O pagamento da primeira parcela do 13º salário aos servidores do
Estado do Ceará em junho pode não acontecer em 2020, segundo admitiu a
secretária estadual Fernanda Pacobahyba (Fazenda). O motivo é
diretamente relacionado à crise deflagrada pelo novo coronavírus no
Estado, que está comprometendo a liquidez dos cofres públicos.
"O que eu posso dizer neste momento é que a gente tem desafios muito
sérios de liquidez. Era previsto pelo Governo Federal ajuda para maio,
junho, julho e agosto. Hoje, dia 25 de maio, o presidente (Jair
Bolsonaro) nem sancionou, ainda vai publicar o PLP... Este dinheiro não
chega este mês", argumenta.
O recurso a que se refere Pacobahyba são os cerca de R$ 916 milhões
previstos pelo Projeto de Lei Complementar (PLP) 39/2020, já aprovado no
Congresso Nacional e que depende exclusivamente da Presidência da
República para que chegue aos cofres do Estado do Ceará e dos municípios
cearenses.
A polêmica em torno da publicação no Diário Oficial da União
homologando a decisão se arrasta há quase duas semanas, foi tema da
reunião entre governadores e o presidente na semana passada e teve até
como pré-requisito o compromisso dos estados e municípios de não
conceder reajuste aos servidores neste ano.

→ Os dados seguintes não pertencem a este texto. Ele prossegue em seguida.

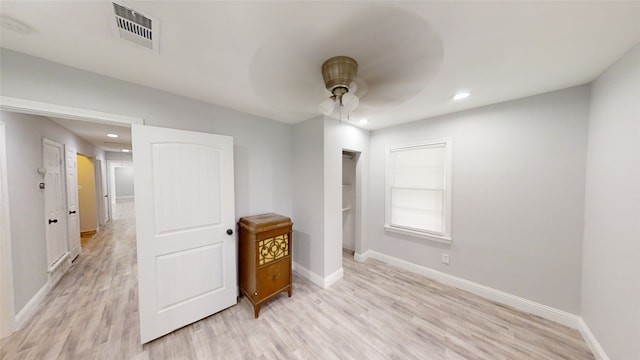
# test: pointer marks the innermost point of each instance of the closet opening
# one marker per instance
(349, 202)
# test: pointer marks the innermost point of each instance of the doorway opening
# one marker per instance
(121, 189)
(87, 198)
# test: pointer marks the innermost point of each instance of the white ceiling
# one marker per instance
(264, 58)
(96, 134)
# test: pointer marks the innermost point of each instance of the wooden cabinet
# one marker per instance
(265, 258)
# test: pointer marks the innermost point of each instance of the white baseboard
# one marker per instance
(27, 312)
(317, 279)
(333, 278)
(591, 340)
(486, 292)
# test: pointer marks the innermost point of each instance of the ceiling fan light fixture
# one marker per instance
(339, 71)
(326, 107)
(350, 102)
(460, 95)
(339, 74)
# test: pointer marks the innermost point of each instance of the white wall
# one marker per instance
(118, 156)
(317, 189)
(24, 156)
(611, 258)
(308, 196)
(262, 148)
(518, 193)
(124, 181)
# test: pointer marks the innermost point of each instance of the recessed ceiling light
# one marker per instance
(461, 95)
(14, 25)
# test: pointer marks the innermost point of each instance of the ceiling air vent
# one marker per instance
(135, 27)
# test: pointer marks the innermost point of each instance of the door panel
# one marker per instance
(73, 213)
(184, 199)
(54, 203)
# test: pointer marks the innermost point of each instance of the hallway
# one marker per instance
(92, 311)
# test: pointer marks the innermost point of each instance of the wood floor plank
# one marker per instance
(375, 312)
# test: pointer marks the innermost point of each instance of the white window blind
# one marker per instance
(418, 191)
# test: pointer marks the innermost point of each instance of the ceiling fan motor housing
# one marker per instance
(339, 72)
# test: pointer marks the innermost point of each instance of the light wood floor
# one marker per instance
(375, 312)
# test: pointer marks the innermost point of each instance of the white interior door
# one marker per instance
(54, 204)
(184, 202)
(73, 215)
(105, 197)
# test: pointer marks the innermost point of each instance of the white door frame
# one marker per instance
(7, 306)
(25, 106)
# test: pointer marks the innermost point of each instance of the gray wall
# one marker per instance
(118, 156)
(262, 148)
(518, 194)
(26, 201)
(611, 260)
(124, 181)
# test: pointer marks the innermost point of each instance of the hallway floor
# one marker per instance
(375, 312)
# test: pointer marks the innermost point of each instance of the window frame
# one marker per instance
(441, 237)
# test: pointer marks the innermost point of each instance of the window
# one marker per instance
(419, 190)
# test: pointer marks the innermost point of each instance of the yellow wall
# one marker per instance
(87, 194)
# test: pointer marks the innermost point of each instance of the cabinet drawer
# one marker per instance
(273, 277)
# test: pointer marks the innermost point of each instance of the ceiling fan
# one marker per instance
(339, 75)
(368, 76)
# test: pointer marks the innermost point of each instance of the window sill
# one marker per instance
(418, 234)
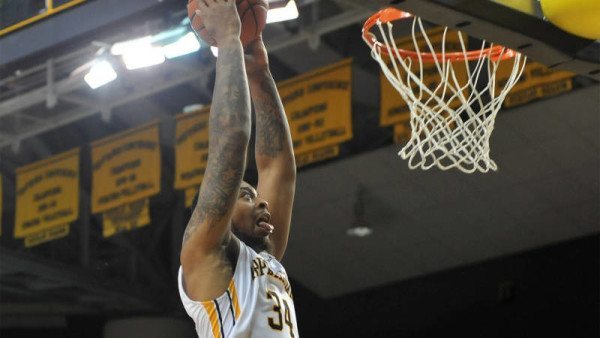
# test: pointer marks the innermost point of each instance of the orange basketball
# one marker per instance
(253, 15)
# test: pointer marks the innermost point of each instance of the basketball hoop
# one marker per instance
(451, 122)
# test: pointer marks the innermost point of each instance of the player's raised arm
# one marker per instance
(229, 133)
(274, 151)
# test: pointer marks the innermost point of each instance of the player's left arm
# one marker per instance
(274, 152)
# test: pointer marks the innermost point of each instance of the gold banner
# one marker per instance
(317, 155)
(537, 81)
(393, 108)
(191, 148)
(125, 168)
(47, 194)
(318, 107)
(47, 235)
(190, 194)
(126, 217)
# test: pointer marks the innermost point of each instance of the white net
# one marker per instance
(444, 135)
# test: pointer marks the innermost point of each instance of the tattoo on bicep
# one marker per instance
(227, 156)
(271, 126)
(221, 184)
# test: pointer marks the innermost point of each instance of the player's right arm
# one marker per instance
(205, 269)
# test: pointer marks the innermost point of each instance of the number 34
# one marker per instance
(277, 323)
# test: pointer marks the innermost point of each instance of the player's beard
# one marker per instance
(258, 244)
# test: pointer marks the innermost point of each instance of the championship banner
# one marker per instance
(317, 155)
(318, 107)
(126, 217)
(50, 234)
(537, 81)
(47, 198)
(393, 108)
(125, 168)
(191, 148)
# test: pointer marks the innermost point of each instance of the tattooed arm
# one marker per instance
(274, 151)
(205, 268)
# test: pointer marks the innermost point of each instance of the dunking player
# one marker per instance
(230, 281)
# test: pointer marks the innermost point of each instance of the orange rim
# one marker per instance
(392, 14)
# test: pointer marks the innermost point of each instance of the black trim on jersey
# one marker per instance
(220, 318)
(231, 307)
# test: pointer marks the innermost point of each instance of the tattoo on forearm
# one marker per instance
(227, 150)
(271, 126)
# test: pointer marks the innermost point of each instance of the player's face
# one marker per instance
(251, 215)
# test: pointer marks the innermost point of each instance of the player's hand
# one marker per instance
(220, 18)
(256, 57)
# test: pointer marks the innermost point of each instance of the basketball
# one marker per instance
(253, 15)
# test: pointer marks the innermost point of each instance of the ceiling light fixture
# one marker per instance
(100, 74)
(143, 57)
(278, 14)
(185, 45)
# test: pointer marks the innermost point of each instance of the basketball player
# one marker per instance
(230, 281)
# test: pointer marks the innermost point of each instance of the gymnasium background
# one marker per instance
(96, 185)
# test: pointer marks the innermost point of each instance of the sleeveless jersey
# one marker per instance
(257, 303)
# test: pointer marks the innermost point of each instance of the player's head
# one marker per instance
(251, 218)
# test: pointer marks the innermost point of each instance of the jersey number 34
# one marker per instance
(276, 323)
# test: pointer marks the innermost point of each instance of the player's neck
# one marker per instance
(257, 244)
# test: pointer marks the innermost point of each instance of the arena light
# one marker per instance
(143, 57)
(289, 12)
(129, 46)
(185, 45)
(100, 74)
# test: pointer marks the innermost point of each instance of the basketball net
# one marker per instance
(445, 135)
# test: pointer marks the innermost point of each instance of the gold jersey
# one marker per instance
(257, 303)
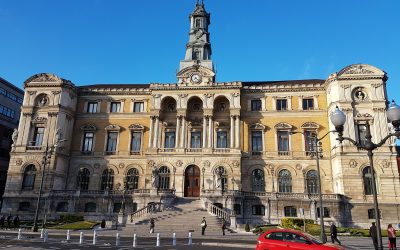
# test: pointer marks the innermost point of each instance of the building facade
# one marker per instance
(243, 146)
(10, 104)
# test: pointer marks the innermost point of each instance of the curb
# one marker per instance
(231, 245)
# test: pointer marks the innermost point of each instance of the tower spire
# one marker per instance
(198, 49)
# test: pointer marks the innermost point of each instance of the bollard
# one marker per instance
(174, 239)
(134, 241)
(94, 237)
(158, 240)
(117, 239)
(46, 236)
(81, 238)
(190, 239)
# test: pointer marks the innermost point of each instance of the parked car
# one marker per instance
(278, 239)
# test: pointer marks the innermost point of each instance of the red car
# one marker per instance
(278, 239)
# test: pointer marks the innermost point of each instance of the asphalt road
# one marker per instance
(9, 241)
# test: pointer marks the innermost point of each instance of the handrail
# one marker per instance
(220, 213)
(153, 207)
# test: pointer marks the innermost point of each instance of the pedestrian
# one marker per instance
(373, 235)
(152, 225)
(392, 237)
(223, 226)
(2, 219)
(203, 225)
(9, 218)
(16, 221)
(334, 234)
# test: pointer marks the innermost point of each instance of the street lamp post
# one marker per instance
(46, 159)
(338, 119)
(316, 143)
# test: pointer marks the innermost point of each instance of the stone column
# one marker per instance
(151, 131)
(237, 131)
(183, 132)
(204, 131)
(232, 142)
(210, 132)
(177, 131)
(157, 126)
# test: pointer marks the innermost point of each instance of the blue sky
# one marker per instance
(132, 41)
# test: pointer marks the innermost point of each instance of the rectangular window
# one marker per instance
(115, 107)
(87, 146)
(255, 105)
(258, 210)
(38, 136)
(136, 142)
(309, 141)
(362, 131)
(138, 107)
(290, 211)
(92, 107)
(283, 141)
(169, 140)
(256, 142)
(195, 140)
(112, 138)
(222, 139)
(281, 104)
(308, 104)
(237, 208)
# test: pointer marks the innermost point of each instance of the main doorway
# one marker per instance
(192, 181)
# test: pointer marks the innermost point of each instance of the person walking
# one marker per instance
(223, 226)
(373, 235)
(16, 221)
(203, 225)
(334, 234)
(9, 218)
(392, 237)
(2, 219)
(152, 223)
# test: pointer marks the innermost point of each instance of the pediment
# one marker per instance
(360, 70)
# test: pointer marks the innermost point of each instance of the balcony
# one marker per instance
(33, 146)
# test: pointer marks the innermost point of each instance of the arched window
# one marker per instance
(285, 181)
(83, 179)
(164, 178)
(90, 207)
(220, 177)
(367, 179)
(28, 181)
(132, 179)
(258, 180)
(312, 182)
(107, 179)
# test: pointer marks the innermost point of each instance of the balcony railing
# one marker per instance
(33, 146)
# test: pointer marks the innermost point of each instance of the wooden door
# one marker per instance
(192, 181)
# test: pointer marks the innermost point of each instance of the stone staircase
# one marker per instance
(182, 217)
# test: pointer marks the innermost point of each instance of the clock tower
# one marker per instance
(197, 67)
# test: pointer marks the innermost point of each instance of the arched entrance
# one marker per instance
(192, 181)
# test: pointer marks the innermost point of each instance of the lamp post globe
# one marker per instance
(338, 118)
(393, 112)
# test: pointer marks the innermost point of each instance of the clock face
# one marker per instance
(196, 78)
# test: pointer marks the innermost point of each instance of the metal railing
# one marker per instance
(220, 213)
(151, 208)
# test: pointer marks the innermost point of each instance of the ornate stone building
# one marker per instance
(232, 144)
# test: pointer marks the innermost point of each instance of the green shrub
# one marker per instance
(69, 218)
(247, 227)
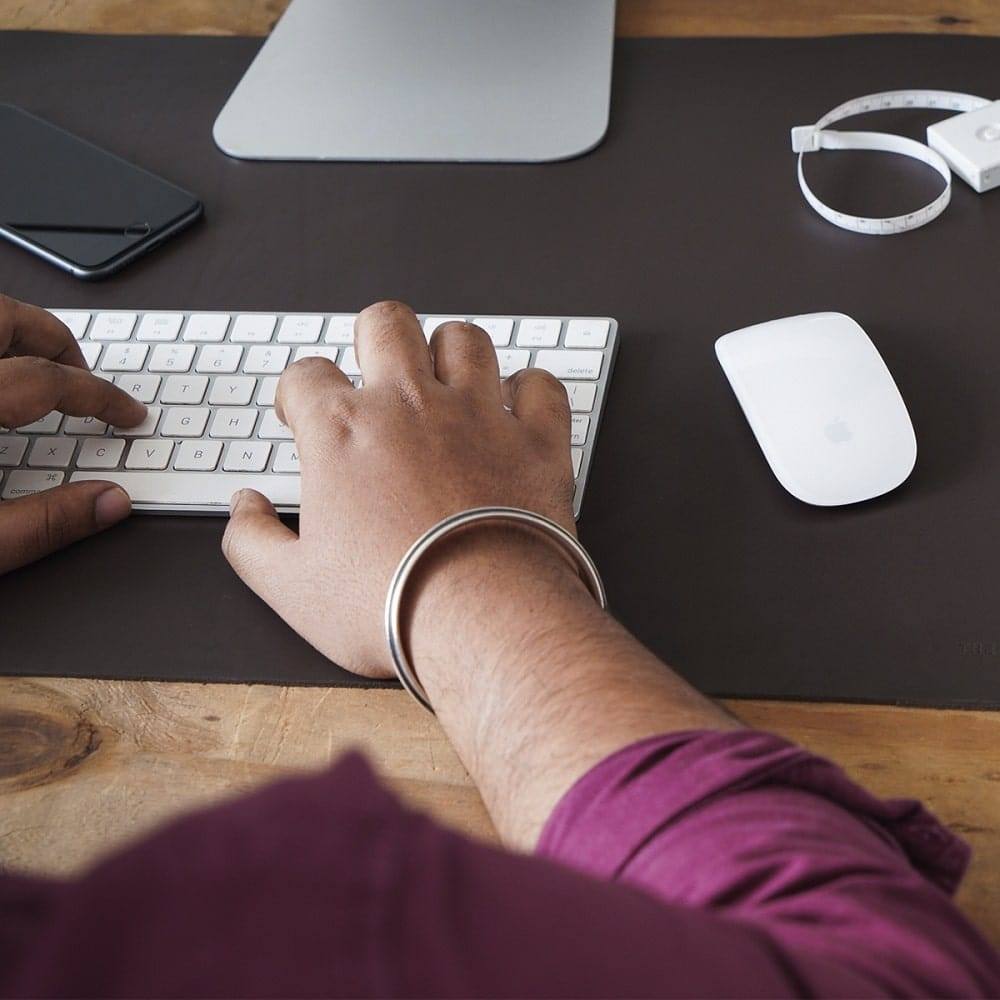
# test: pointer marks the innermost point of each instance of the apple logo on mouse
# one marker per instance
(838, 431)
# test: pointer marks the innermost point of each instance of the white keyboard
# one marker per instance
(209, 380)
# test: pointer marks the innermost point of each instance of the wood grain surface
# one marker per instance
(86, 766)
(635, 17)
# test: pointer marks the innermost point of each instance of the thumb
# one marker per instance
(256, 543)
(34, 526)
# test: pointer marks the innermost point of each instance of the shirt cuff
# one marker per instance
(623, 803)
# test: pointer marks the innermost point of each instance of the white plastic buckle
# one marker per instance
(805, 139)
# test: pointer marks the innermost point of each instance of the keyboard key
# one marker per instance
(581, 396)
(76, 321)
(287, 459)
(24, 482)
(188, 389)
(233, 423)
(538, 332)
(48, 424)
(185, 421)
(266, 360)
(172, 358)
(100, 453)
(587, 333)
(153, 454)
(340, 330)
(498, 328)
(12, 450)
(206, 328)
(91, 352)
(272, 427)
(142, 387)
(300, 329)
(247, 456)
(124, 357)
(145, 429)
(579, 427)
(113, 326)
(200, 488)
(571, 364)
(330, 353)
(160, 326)
(198, 456)
(221, 359)
(84, 426)
(253, 329)
(349, 362)
(268, 390)
(512, 361)
(52, 453)
(433, 322)
(232, 390)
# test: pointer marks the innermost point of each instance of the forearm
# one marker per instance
(533, 683)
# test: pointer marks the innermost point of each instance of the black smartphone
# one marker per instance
(77, 206)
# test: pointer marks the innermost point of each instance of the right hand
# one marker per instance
(427, 436)
(42, 369)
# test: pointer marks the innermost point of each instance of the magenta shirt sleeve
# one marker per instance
(698, 864)
(757, 831)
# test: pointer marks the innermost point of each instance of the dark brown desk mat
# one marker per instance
(686, 223)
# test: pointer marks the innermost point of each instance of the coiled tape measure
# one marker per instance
(968, 143)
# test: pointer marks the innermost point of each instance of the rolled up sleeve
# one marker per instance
(761, 832)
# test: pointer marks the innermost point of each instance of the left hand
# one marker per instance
(42, 369)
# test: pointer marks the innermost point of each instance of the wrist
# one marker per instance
(477, 594)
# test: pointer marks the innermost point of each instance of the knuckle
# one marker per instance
(410, 392)
(40, 368)
(463, 341)
(385, 314)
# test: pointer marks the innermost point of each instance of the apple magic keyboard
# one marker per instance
(209, 379)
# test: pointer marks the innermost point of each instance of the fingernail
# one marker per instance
(111, 506)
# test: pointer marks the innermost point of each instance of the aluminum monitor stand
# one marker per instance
(466, 80)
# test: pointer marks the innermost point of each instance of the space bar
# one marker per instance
(205, 488)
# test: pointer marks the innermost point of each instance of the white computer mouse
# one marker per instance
(823, 407)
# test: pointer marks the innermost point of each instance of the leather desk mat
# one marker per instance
(686, 223)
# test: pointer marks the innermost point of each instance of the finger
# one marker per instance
(539, 398)
(31, 331)
(391, 345)
(309, 394)
(34, 526)
(465, 359)
(32, 387)
(258, 545)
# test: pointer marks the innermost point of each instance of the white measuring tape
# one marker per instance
(968, 143)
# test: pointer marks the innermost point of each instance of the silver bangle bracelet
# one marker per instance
(513, 515)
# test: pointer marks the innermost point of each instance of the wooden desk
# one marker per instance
(85, 765)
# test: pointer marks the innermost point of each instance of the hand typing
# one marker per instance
(427, 436)
(42, 369)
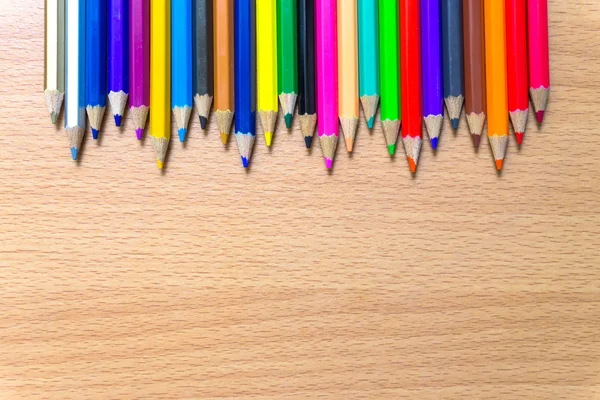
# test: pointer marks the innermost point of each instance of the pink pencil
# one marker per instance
(139, 58)
(539, 63)
(327, 83)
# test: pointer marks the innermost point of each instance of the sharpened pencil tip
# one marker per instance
(392, 149)
(519, 136)
(268, 138)
(370, 122)
(182, 132)
(434, 143)
(308, 141)
(499, 164)
(539, 116)
(288, 120)
(203, 122)
(454, 122)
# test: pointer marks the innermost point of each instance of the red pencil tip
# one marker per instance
(540, 116)
(519, 136)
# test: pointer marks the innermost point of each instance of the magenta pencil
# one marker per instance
(139, 69)
(327, 83)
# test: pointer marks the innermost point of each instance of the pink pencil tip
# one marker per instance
(540, 116)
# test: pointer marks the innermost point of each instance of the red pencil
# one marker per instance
(539, 64)
(410, 60)
(516, 51)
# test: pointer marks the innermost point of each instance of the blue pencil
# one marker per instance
(181, 64)
(95, 65)
(245, 76)
(75, 74)
(452, 48)
(368, 57)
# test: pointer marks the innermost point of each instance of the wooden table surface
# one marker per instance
(286, 282)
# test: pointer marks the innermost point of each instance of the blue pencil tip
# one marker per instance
(434, 143)
(182, 132)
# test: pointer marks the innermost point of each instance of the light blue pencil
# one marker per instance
(181, 64)
(368, 57)
(75, 74)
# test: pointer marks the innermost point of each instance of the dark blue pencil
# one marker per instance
(95, 62)
(245, 77)
(452, 48)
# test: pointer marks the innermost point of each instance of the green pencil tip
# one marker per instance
(288, 120)
(392, 149)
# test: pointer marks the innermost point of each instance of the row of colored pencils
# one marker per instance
(408, 57)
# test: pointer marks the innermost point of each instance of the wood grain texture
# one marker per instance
(286, 282)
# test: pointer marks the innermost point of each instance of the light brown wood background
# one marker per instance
(207, 282)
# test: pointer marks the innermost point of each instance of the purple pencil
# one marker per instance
(431, 56)
(139, 68)
(118, 57)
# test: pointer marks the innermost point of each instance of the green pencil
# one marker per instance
(287, 58)
(389, 65)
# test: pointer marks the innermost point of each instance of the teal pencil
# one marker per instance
(368, 57)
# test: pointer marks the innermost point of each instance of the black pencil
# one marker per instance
(307, 107)
(203, 58)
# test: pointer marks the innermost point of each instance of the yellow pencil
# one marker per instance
(160, 77)
(266, 65)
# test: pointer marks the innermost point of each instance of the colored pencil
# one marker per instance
(95, 55)
(75, 74)
(431, 63)
(245, 76)
(307, 111)
(327, 83)
(287, 58)
(539, 62)
(516, 52)
(160, 78)
(368, 58)
(181, 64)
(118, 57)
(54, 56)
(412, 131)
(495, 68)
(474, 53)
(348, 70)
(452, 50)
(223, 69)
(389, 67)
(266, 65)
(139, 57)
(202, 56)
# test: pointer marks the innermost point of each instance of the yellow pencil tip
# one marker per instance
(268, 138)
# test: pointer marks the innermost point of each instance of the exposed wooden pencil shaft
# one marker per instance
(95, 115)
(539, 98)
(390, 131)
(454, 106)
(203, 104)
(182, 116)
(349, 125)
(519, 120)
(434, 125)
(369, 104)
(328, 145)
(118, 101)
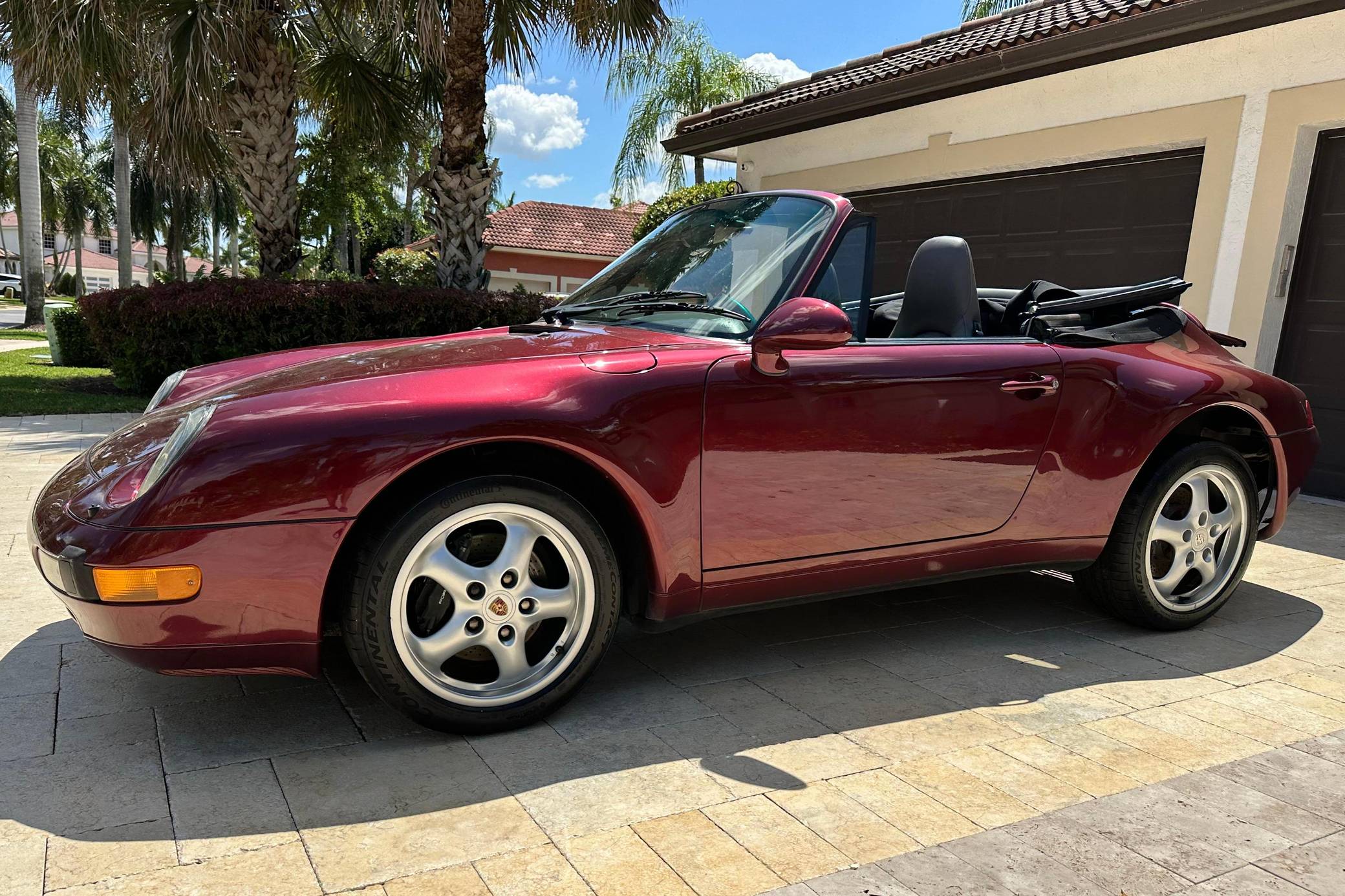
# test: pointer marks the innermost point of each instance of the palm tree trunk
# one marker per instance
(265, 105)
(174, 236)
(460, 176)
(30, 197)
(408, 224)
(122, 186)
(80, 272)
(341, 251)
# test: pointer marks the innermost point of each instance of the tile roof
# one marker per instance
(92, 261)
(1032, 22)
(550, 226)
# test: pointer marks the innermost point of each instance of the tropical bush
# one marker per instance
(65, 286)
(677, 201)
(77, 345)
(405, 268)
(149, 333)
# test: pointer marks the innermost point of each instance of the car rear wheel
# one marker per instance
(483, 607)
(1181, 542)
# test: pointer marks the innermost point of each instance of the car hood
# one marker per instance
(287, 372)
(325, 365)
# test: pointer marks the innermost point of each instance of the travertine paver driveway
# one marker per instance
(733, 756)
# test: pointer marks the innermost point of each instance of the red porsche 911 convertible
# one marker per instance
(721, 420)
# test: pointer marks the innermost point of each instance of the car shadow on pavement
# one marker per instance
(671, 721)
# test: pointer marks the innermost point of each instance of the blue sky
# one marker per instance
(557, 135)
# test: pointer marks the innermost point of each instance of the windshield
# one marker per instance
(713, 270)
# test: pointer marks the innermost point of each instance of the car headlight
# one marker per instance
(177, 445)
(164, 390)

"Então, está havendo um desajuste de time que torna difícil a gente
pensar que consigamos abrir mão de liquidez... Se ele (Bolsonaro) me
disser, Fernanda, eu te mando esse dinheiro dia 10. Não, no dia 10, eu
já não paguei a folha (de pagamento). No dia 31, eu tenho que mandar (a
ordem de pagamento) da folha", expõe a secretária, demonstrando como
funciona a dinâmica do Fisco cearense e justificando a possível tomada
de decisão sobre a primeira parcela do 13º em 2020.
Pagamento a uma parte
Perguntada se não estudava outras possibilidade para garantir a
injeção do recurso na economia cearense - afinal, se os indicadores de
saúde tiverem as metas atingidas, a retomada da atividade econômica terá
início no próximo dia 1º de junho -, a secretária da Fazenda revelou
que estuda cenários para o pagamento do benefício para os servidores,
dentro de determinadas faixas salariais.
"Tem várias perspectivas para a gente apresentar ao governador Camilo
Santana. Vamos imaginar que a gente libere o 13º das pessoas que ganham
até dois salários mínimos. Isso dá uma injeção grande. Essas pessoas,
como o salário é baixo, o dinheiro vai direto para o consumo, então,
chega realmente na bodega, na loja de roupa... Isso seria bom", estima
Pacobahyba sobre um dos cenários prováveis e avaliados pela Secretaria.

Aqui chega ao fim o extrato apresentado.